Will my belongings be covered by insurance?
The Peace Corps does not provide insurance coverage for personal effects. However, such insurance can be purchased before you leave. Ultimately, Volunteers are responsible for the safekeeping of their personal belongings. If you wish, you may contact your own insurance company; additionally, insurance application forms have been enclosed, and we encourage you to consider them carefully. Additional information about insurance should be obtained by calling the company directly.
Volunteers should not ship or take valuable items overseas. Jewelry, watches, radios, cameras, and expensive appliances are subject to loss, theft, and breakage, and in many places, satisfactory maintenance and repair services are not available.
Do I need an international driver’s license?
Volunteers in Togo do not need to get an international driver’s license. Operation of privately owned vehicles is prohibited. Most urban travel is by bus or taxi. Rural travel ranges from buses to mini-buses to trucks to a lot of walking.
What should I bring as gifts for Togolese friends and my host family?
This is not a requirement. A token of friendship is sufficient. Some gift suggestions include: knickknacks for the house; pictures, books, or calendars of American scenes; souvenirs from your area; hard candies that will not melt or spoil; or photos to give away. Local gifts are also appropriate.
Where will my site assignment be when I finish training and how isolated will I be?
Peace Corps trainees are not assigned to individual sites until about one third of the way through pre-service training. This gives the Peace Corps staff the opportunity to assess each trainee’s technical and language skills prior to assigning sites. You will have the opportunity to provide input on your site preferences, including geographical location, distance from other Volunteers, or living conditions. However, keep in mind that many factors influence the site selection process and that the Peace Corps cannot guarantee placement where you might ideally like to be. Most Volunteers will live in small towns or in rural villages, but will usually be within 1 hour from the nearest Volunteer. Some sites will require a 10 to 12 hour drive from the capital. There will usually be at least one Volunteer based in each of the regional capitals, and occasionally a Volunteer or two in the capital city.

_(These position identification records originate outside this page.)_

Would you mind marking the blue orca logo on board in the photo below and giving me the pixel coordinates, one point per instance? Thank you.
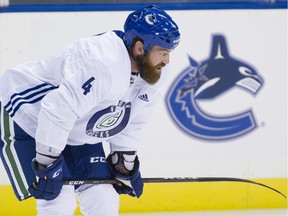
(207, 80)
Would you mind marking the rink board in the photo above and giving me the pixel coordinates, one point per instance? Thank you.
(260, 156)
(169, 197)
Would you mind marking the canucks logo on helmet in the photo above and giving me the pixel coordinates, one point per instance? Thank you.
(207, 80)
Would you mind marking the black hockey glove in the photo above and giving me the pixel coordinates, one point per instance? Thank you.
(49, 180)
(124, 166)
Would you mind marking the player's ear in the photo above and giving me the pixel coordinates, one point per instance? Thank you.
(139, 48)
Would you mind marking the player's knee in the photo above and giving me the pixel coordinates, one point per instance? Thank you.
(63, 205)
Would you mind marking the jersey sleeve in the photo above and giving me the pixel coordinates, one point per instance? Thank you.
(83, 86)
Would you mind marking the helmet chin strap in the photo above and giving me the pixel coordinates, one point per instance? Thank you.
(141, 65)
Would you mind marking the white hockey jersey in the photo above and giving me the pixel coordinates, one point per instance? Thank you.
(82, 95)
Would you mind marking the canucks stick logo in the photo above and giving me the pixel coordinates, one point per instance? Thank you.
(207, 80)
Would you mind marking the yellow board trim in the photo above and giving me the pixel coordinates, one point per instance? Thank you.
(169, 197)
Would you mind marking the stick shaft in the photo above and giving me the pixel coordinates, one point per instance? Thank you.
(171, 180)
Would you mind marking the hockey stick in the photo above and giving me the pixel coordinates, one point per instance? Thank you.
(170, 180)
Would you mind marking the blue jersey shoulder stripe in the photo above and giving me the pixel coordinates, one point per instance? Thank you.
(31, 95)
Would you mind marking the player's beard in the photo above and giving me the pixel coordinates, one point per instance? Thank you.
(149, 72)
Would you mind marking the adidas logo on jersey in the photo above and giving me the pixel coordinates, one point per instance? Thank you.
(144, 97)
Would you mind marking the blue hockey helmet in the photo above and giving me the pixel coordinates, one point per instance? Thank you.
(153, 26)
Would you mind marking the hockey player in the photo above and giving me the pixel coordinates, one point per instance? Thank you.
(57, 112)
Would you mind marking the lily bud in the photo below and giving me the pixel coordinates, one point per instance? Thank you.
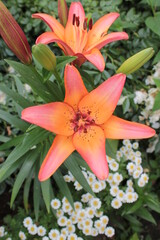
(44, 56)
(63, 11)
(136, 61)
(13, 36)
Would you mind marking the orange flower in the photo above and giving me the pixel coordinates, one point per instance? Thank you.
(82, 122)
(74, 38)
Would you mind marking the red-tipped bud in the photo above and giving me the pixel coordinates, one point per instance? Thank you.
(62, 12)
(13, 36)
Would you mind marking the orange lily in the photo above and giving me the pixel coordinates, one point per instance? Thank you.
(82, 122)
(74, 39)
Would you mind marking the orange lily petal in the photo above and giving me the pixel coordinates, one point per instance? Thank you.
(91, 146)
(74, 86)
(111, 37)
(61, 148)
(96, 58)
(101, 27)
(54, 25)
(117, 128)
(75, 35)
(54, 117)
(102, 101)
(49, 37)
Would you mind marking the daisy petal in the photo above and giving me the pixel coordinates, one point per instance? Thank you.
(101, 27)
(74, 86)
(61, 148)
(54, 25)
(49, 37)
(91, 146)
(111, 37)
(54, 117)
(117, 128)
(96, 58)
(102, 101)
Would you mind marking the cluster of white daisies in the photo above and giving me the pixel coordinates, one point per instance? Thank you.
(88, 219)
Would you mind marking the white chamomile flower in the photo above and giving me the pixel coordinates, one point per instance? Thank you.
(55, 203)
(77, 186)
(72, 236)
(27, 222)
(109, 232)
(135, 145)
(117, 177)
(77, 206)
(22, 235)
(94, 232)
(62, 221)
(2, 231)
(144, 177)
(114, 166)
(97, 224)
(86, 231)
(120, 195)
(114, 190)
(95, 203)
(104, 219)
(32, 229)
(41, 231)
(116, 203)
(131, 167)
(59, 213)
(136, 174)
(54, 234)
(129, 197)
(45, 238)
(71, 228)
(90, 212)
(96, 186)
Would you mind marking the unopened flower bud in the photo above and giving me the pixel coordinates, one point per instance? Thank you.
(63, 11)
(136, 61)
(44, 56)
(13, 36)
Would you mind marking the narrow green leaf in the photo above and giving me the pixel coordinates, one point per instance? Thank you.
(73, 167)
(30, 139)
(145, 214)
(62, 61)
(13, 120)
(30, 76)
(23, 173)
(27, 188)
(58, 177)
(21, 101)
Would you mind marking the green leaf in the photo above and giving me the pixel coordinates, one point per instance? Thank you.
(58, 177)
(145, 214)
(30, 139)
(111, 148)
(153, 24)
(23, 173)
(21, 101)
(13, 120)
(77, 173)
(62, 61)
(30, 76)
(157, 102)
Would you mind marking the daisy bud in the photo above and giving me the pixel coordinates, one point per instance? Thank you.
(136, 61)
(13, 36)
(62, 11)
(44, 56)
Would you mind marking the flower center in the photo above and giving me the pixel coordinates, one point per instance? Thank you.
(82, 121)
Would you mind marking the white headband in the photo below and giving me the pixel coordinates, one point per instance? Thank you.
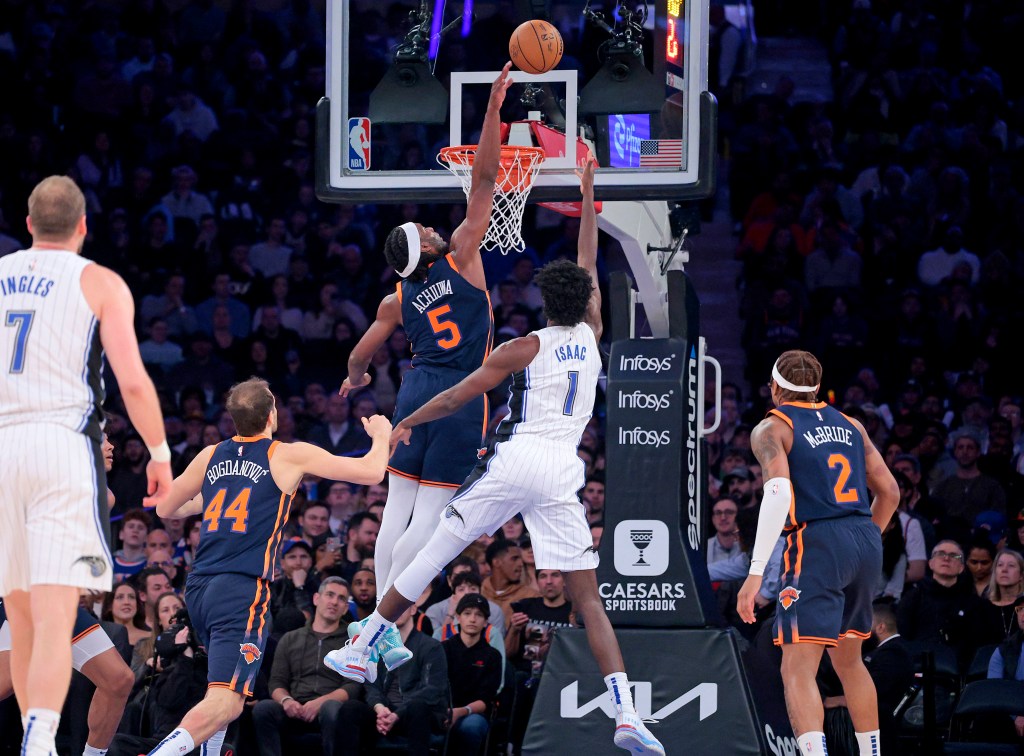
(785, 384)
(413, 237)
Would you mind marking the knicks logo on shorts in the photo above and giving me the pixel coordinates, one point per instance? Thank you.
(96, 564)
(788, 596)
(250, 652)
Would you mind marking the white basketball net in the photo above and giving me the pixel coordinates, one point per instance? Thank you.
(516, 170)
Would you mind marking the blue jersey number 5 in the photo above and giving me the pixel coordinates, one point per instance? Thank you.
(22, 321)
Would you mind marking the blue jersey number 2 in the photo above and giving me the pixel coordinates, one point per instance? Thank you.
(22, 321)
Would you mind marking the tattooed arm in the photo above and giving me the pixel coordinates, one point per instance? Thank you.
(770, 442)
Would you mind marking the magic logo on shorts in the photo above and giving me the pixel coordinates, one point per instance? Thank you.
(788, 596)
(96, 564)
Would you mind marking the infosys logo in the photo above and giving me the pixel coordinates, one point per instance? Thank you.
(641, 364)
(641, 401)
(641, 437)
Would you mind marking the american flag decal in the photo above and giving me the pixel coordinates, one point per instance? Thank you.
(660, 153)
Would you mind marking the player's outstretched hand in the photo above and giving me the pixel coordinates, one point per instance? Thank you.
(501, 85)
(349, 385)
(586, 175)
(400, 434)
(747, 597)
(159, 479)
(377, 426)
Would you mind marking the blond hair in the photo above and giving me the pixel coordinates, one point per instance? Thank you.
(55, 207)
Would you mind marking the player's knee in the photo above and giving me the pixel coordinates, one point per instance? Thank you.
(122, 682)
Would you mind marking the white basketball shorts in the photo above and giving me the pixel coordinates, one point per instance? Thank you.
(52, 529)
(540, 478)
(84, 647)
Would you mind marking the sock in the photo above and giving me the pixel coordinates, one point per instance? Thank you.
(868, 743)
(372, 631)
(212, 746)
(619, 688)
(177, 743)
(812, 744)
(40, 729)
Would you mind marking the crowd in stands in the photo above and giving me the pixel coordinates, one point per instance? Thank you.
(883, 229)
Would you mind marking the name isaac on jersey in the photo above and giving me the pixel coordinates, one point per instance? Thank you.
(26, 285)
(828, 434)
(570, 351)
(236, 467)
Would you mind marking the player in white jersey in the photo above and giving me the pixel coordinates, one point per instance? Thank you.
(532, 468)
(58, 313)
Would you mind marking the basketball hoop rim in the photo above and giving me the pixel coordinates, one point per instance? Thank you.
(509, 153)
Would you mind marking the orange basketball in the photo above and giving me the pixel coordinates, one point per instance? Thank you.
(536, 46)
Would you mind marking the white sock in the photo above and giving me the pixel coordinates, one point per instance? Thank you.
(40, 729)
(375, 627)
(212, 746)
(812, 744)
(177, 743)
(869, 743)
(619, 689)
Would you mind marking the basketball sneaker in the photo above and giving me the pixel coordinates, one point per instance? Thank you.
(633, 736)
(389, 646)
(352, 663)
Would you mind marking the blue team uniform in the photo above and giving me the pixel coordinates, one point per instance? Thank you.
(451, 326)
(228, 588)
(833, 553)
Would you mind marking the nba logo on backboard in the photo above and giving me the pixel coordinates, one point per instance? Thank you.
(358, 143)
(641, 547)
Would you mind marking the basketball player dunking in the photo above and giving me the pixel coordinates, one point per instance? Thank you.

How can my family contact me in an emergency?
The Peace Corps’ Office of Special Services provides assistance in handling emergencies affecting trainees and Volunteers or their families. Before leaving the United States, you should instruct your family to notify the Office of Special Services immediately if an emergency arises, such as a serious illness or death of a family member. During normal business hours, the number for the Office of Special Services is 1.800.424.8580, extension 1470. After normal business hours and on weekends and holidays, the Special Services duty officer can be reached at 202.638.2574. For nonemergency questions, your family can get information from your country desk staff at the Peace Corps by calling 1.800.424.8580, extension 2326 or 2327.
Will there be e-mail and Internet access? Should I bring my computer?
Email and internet services are available in all the regional capitals as well as some of the larger towns. Given that it is impossible to say at this point if you will be assigned to a village without electricity or a town with electricity—and given the high value of a computer—it is probably better at this point to leave your computer behind.